Parkdale

For the federal electoral district see Parkdale (electoral district)

Parkdale is a neighbourhood in Toronto, Ontario, Canada. The Village of Parkdale was annexed by the City of Toronto in 1889. It was once an elite residential suburb, home to large Victorian mansions and views of Lake Ontario.

Throughout the first half of the 20th century, Parkdale's desirability stemmed from its proximity to Sunnyside Beach, a favourite day vacation for Torontonians. Cottage industries sprung up in the neighbourhood, creating a vital economic region. Theatres such as the Brighton, and hotels like the Edgewater flourished.

The Palais Royale, at the eastern edge of Sunnyside Beach, was used for social gatherings. Many important big bands played there in the 1930s and the 1940s, and this attracted a large youth patronage. Many war generation Torontonians courted their future partners in this building.

In 1955, the city began work on the Gardiner Expressway, a limited access highway that separated Parkdale from Sunnyside Beach. The expressway effectively halved the amount of usable lakeside parkland. A reorganization of the area's residential streets and the demolition of a local amusement park were also necessary. Patronage of the beach declined rapidly.

Concurrently, Toronto was experiencing the urban white flight of the mid-twentieth century. As property values plumetted, great swaths of land were expropriated to erect social housing. Parkdale's businesses and wealthy residents now had no reason to stay.

Parkdale Village, the area of Parkdale closest to the beach, became one of the poorest areas in Toronto. It is bounded on the west by the intersection of King Street, Roncesvalles Avenue, and Queen Street West, on the north by Queen Street West, on the east by Dufferin Street, and on the south by the Gardiner Expressway, roughly half a square kilometre in area. Jameson Avenue is home to a series of unsightly tenements which contributed significantly to the unattractiveness of the area.

In the mid 1990s, the Ontario provincial government decided to release thousands of long-term care mental illness patients from its Queen Street and Lakeshore Hospital facilities as a cost-cutting measure. The old Victorian mansions of Parkdale had long been converted to boarding houses, and were only a short distance away from both hospitals. The inexpensive rental stock of Parkdale soon became home to many of the released patients. While this migration did not create any real problems, the news drew greater negative attention to the area. By the late 1990s, "Parkdale" became synonymous with poverty, crime, homelessness, and large numbers of people living with mental illness.

Parkdale Village is still home to some soup kitchens and day centres for the homeless.
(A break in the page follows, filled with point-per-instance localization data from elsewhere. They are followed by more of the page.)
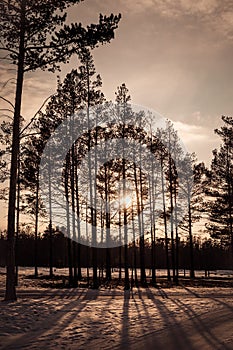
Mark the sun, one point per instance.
(126, 201)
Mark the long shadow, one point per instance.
(222, 303)
(105, 307)
(124, 342)
(190, 291)
(200, 325)
(53, 323)
(177, 332)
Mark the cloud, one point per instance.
(197, 138)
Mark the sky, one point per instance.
(174, 56)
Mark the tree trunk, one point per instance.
(10, 293)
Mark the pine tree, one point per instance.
(28, 34)
(221, 186)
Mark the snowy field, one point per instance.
(144, 318)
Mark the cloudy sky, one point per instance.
(174, 56)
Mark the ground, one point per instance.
(181, 317)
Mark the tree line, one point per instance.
(148, 185)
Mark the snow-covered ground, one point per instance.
(144, 318)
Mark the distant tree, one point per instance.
(220, 190)
(193, 188)
(28, 35)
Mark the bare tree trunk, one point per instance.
(10, 293)
(165, 222)
(36, 224)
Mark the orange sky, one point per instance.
(174, 56)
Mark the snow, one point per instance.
(83, 318)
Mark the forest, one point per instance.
(101, 183)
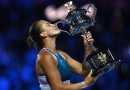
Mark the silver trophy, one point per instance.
(78, 20)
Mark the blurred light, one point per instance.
(25, 3)
(124, 68)
(4, 84)
(14, 17)
(4, 2)
(60, 13)
(5, 58)
(50, 13)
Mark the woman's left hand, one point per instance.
(89, 38)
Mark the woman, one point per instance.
(54, 67)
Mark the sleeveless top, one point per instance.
(63, 68)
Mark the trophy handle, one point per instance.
(86, 35)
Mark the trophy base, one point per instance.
(101, 61)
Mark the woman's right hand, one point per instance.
(89, 80)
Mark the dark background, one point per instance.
(17, 60)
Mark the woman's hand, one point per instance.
(89, 80)
(88, 49)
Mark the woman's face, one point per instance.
(50, 29)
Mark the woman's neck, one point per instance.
(50, 43)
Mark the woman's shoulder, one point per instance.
(43, 55)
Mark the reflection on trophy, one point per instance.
(80, 19)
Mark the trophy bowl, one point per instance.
(80, 19)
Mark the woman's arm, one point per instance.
(49, 66)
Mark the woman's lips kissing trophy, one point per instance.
(79, 20)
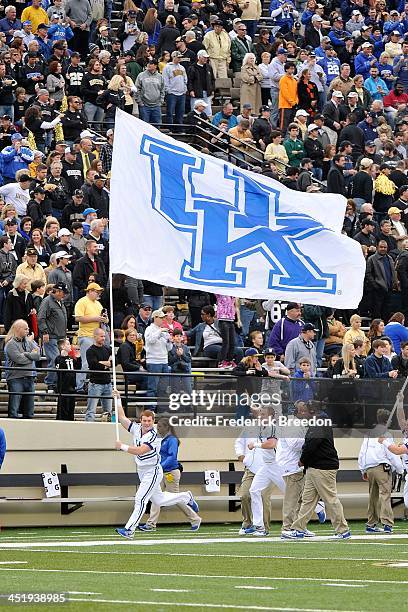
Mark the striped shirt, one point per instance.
(151, 439)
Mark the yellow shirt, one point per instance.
(36, 273)
(35, 15)
(87, 308)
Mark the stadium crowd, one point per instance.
(322, 108)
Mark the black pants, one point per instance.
(227, 332)
(66, 408)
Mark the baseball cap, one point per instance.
(61, 254)
(61, 286)
(309, 327)
(94, 287)
(88, 211)
(24, 178)
(292, 305)
(158, 313)
(64, 232)
(252, 353)
(269, 351)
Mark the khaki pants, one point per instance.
(245, 496)
(292, 498)
(379, 500)
(219, 67)
(321, 484)
(172, 487)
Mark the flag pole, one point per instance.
(115, 399)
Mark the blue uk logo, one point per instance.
(226, 230)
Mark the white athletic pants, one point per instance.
(150, 489)
(269, 472)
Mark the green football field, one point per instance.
(213, 569)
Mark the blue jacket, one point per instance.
(58, 32)
(302, 389)
(13, 161)
(168, 453)
(371, 85)
(282, 333)
(6, 25)
(2, 446)
(397, 333)
(362, 64)
(377, 367)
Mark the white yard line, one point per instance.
(206, 605)
(193, 540)
(201, 576)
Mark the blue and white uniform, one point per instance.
(269, 472)
(150, 475)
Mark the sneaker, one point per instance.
(321, 514)
(192, 503)
(260, 531)
(292, 534)
(125, 533)
(373, 529)
(341, 536)
(146, 527)
(196, 526)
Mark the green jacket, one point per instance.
(238, 52)
(291, 146)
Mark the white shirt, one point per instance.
(152, 457)
(372, 454)
(19, 198)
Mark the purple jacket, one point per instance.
(283, 332)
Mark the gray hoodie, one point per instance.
(21, 354)
(150, 89)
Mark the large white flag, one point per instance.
(181, 218)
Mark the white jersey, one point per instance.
(152, 457)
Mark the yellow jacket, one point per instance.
(218, 47)
(36, 273)
(288, 97)
(251, 12)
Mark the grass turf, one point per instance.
(212, 570)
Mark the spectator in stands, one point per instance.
(381, 280)
(31, 269)
(90, 315)
(91, 265)
(157, 346)
(396, 331)
(99, 361)
(52, 325)
(302, 346)
(21, 353)
(8, 267)
(218, 46)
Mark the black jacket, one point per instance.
(335, 181)
(318, 450)
(201, 79)
(84, 269)
(73, 123)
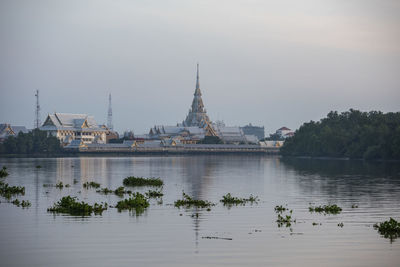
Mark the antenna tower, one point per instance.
(37, 111)
(109, 114)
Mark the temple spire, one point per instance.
(197, 78)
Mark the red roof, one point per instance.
(284, 129)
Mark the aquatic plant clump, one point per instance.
(71, 206)
(281, 209)
(285, 220)
(3, 172)
(120, 191)
(91, 184)
(140, 181)
(389, 229)
(327, 209)
(228, 199)
(105, 191)
(154, 194)
(138, 202)
(8, 191)
(187, 202)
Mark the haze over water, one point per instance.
(160, 236)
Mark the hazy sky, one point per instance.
(271, 63)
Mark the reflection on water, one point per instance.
(251, 233)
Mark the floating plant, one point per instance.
(23, 203)
(71, 206)
(281, 209)
(8, 191)
(228, 199)
(327, 209)
(91, 184)
(138, 202)
(188, 202)
(285, 220)
(140, 181)
(3, 172)
(389, 229)
(154, 194)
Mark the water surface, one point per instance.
(167, 236)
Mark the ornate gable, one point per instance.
(48, 121)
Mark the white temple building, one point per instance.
(197, 125)
(68, 127)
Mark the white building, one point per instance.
(67, 127)
(284, 132)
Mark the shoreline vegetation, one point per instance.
(350, 135)
(138, 203)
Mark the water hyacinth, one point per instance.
(228, 199)
(137, 202)
(389, 229)
(8, 191)
(3, 172)
(140, 181)
(70, 205)
(188, 202)
(327, 209)
(154, 194)
(91, 184)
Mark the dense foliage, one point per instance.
(352, 134)
(210, 140)
(34, 142)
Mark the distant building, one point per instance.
(7, 130)
(258, 131)
(197, 116)
(284, 132)
(68, 127)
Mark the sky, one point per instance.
(269, 63)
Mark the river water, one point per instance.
(167, 236)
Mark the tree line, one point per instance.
(352, 134)
(33, 142)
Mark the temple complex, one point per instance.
(68, 127)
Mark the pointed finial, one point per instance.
(197, 77)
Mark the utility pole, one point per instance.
(37, 111)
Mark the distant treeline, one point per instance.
(34, 142)
(352, 134)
A pilot programme for a needle exchange is new to the area. Nonetheless, local taverns have begun receiving a new patronage from artists and urbanites seeking refuge from the fashion boutiques further east on Queen Street. Many expect the same regentrification process to occur here that occurred twenty years ago in the east.

The area that extends northward along Roncesvalles Avenue, on the other hand, saw new life when Polish immigrants settled in the area in the mid 1960's. Delis and restaurants are still the majority of storefronts that line the thoroughfare from Queen Street West to Howard Park Avenue. In recent years, young professionals have begun gentrifying the area and raising property values.

Parkdale is also seeing signs of gentrification, as Queen Street West's sphere of influence extends further westward.